The amazing thing about Songkick’s Growth Framework for Engineering is how it could so easily be mapped to other disciplines across the company, which meant I could use the same 7 skills to measure growth in testing as we were using for the rest of Engineering:
The Growth Framework for Engineering has 9 roles in it, across individual contributor and people manager tracks, however making a framework with that many roles for test, when we only have a very small test team, felt unnecessary. Instead I made it as complete as it needed to be for now, so the Growth Framework for Test has 5 roles within it; Software Tester 1, Software Tester 2, Senior Software Tester, Test Lead and Engineering Manager.
You can see here how I have created one of the roles using the 7 skills and example behaviours:
As you explore the Growth Framework you will also notice I do not dictate proficiency in specific tools in order to progress; such as automation.
You do not need to know how to automate to become a senior level tester at Songkick. What you do need is to know is when to use the right tools for the job. Automation is a tool to help us with checking so we have more time for exploratory testing. The example behaviours, are just that, examples and should be taken as such.
Using the Growth Framework
In line with the rest of the Engineering team, every 3 months, the tester and I run through the Growth Framework for Test and work together to create a progression plan and OKRs. The Growth Framework has meant that we now discuss growth together at regular, and expected, intervals instead of the ad-hoc nature of the past. We have done this 3 times over the last 9 months and every time we have had productive and meaningful conversations. She is in fact now a Senior Software Tester 🙂 Using this tool made that clear and easy to achieve! We used the framework to identify areas in Leadership and Communication that she needed to improve and as a result she took ownership of the release process for our iOS app, and also ownership of our bug process, and reporting, across the whole company.

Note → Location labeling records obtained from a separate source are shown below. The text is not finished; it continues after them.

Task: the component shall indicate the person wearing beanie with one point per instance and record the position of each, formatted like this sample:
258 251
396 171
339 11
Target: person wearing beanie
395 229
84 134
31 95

Introducing a Growth Framework to your test team
Understanding what needs to be achieved for growth is incredibly important for both manager and report. The Songkick Growth Framework for Test means we now have a shared understanding, as well as a process to facilitate that growth. You may look at my Growth Framework and think it won’t fit your team or company. That’s ok. You can start how I started, by picking out the key elements that work for you, and then expanding and evolving them to suit your purpose. Create something that fits your needs, for now, and build on it. Once you have something, you can share it with your team and get feedback so you can understand what is missing and what isn’t right. Through collaboration and iterative improvement you can create something that you and your team buy into and value.